Глаза против воли нашли Неждану, приметили её смущённую улыбку, довольную усмешку Синира и его руку, что лежала теперь на плечах девушки.
«Мало фарадалы его по голове били», – недовольно подумал Вячко.
Зуй вытер усы, пригладил бороду и, довольно крякнув, поднялся из-за стола.
– От недосыпа меня вряд ли кто-то заговаривать будет, пойду я спать, – сказал он негромко. – И вам того же желаю.
– Спокойной ночи, – мягко улыбнулся Вторак.
Вячко лишь кивнул дружиннику, прощаясь.
Зал затихал, гасли огни, замолкали голоса гостей. На постоялом дворе в ту зиму немало было людей, бежавших на север из разорённых городов и деревень, но не каждый мог заплатить за комнату и сытный ужин, оттого и ютились ободранные, замёрзшие путники у стен, жевали скудную пищу, а ночевать вовсе уходили в хлев, где жались друг к другу, пытаясь согреться. Вячко разглядывал беженцев, пытаясь запомнить их лица, но в памяти отпечаталось лишь общее у всех выражение тоски и отчаяния.
Отец, верно, сказал бы Вячеславу нечто мудрое, правильное. Великий князь всегда находил нужные слова. Мстислав Мирный сказал бы, что Вячко – отец всем обездоленным, их защитник, поставленный Создателем. Он, верно, добавил бы, что лишь благодаря труду кметов, рыбаков, гончаров да кузнецов княжеский стол всегда полон, а значит, то не простой люд обязан князьям, а князья обязаны народу.
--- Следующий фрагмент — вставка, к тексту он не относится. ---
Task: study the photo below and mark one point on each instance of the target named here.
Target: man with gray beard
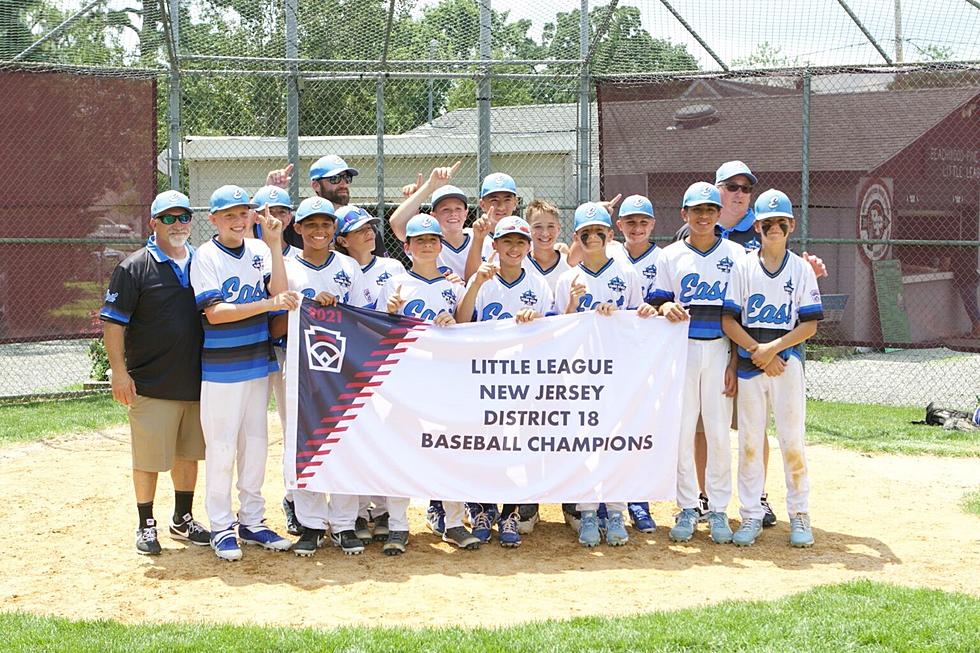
(153, 337)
Мстислав, верно, и ужином бы своим поделился так же щедро, как выделял он золото из казны на помощь беженцам в Златоборске.
– Она боится твоего меча, – прервал размышления Вячко Вторак.
Вячко посмотрел на бывшего раба растерянно, позабыв почти, что тот всё время сидел рядом.
– Кто?
– Неждана.
Снова Вячко невольно взглянул на неё. Синир рассказывал что-то, улыбался, наклонившись к самому уху девушки, Неждана сжалась, словно котёнок, и смотрела в сторону.
– Она пуще огня сторонится этого твоего меча, – продолжил рассуждать Вторак. – С чего бы? Все руки у неё вроде бы на месте, – и он покрутил перед носом своей обвязанной культёй и засмеялся, обнажая жёлтые зубы.
– А ты не боишься? – задумчиво спросил Вячко.
– А чего его бояться? Опасаться надо врага, а ты, княжич, уж больше меня не обидишь, я теперь твой человек.
– И ты меня не ненавидишь? Чудно.
Вторак улыбался, морща широкое, похожее на репу лицо.
– А за что ненавидеть? Я пытался убить твоего брата, смог бы, так и тебя бы убил, пусть и не по своей воле, а ты меня честно одолел. Не из жестокости же ты мне руку оттяпал. Да и рука – это такая малость, ерундовая цена за здравый рассудок. Ты бы только знал, княжич, каково это, когда ты – не ты, когда мысли твои и желания чужой воле подчинены. Ведь любой холоп больше свободы имеет, чем чародей в вольных городах. Пусть холоп своей жизнью не владеет, пусть так же чужим приказам подчиняется, только мысли его всё равно никто не отнимет, сердцу никто не прикажет. А у меня и не было своих мыслей почти двадцать лет, только приказы господ.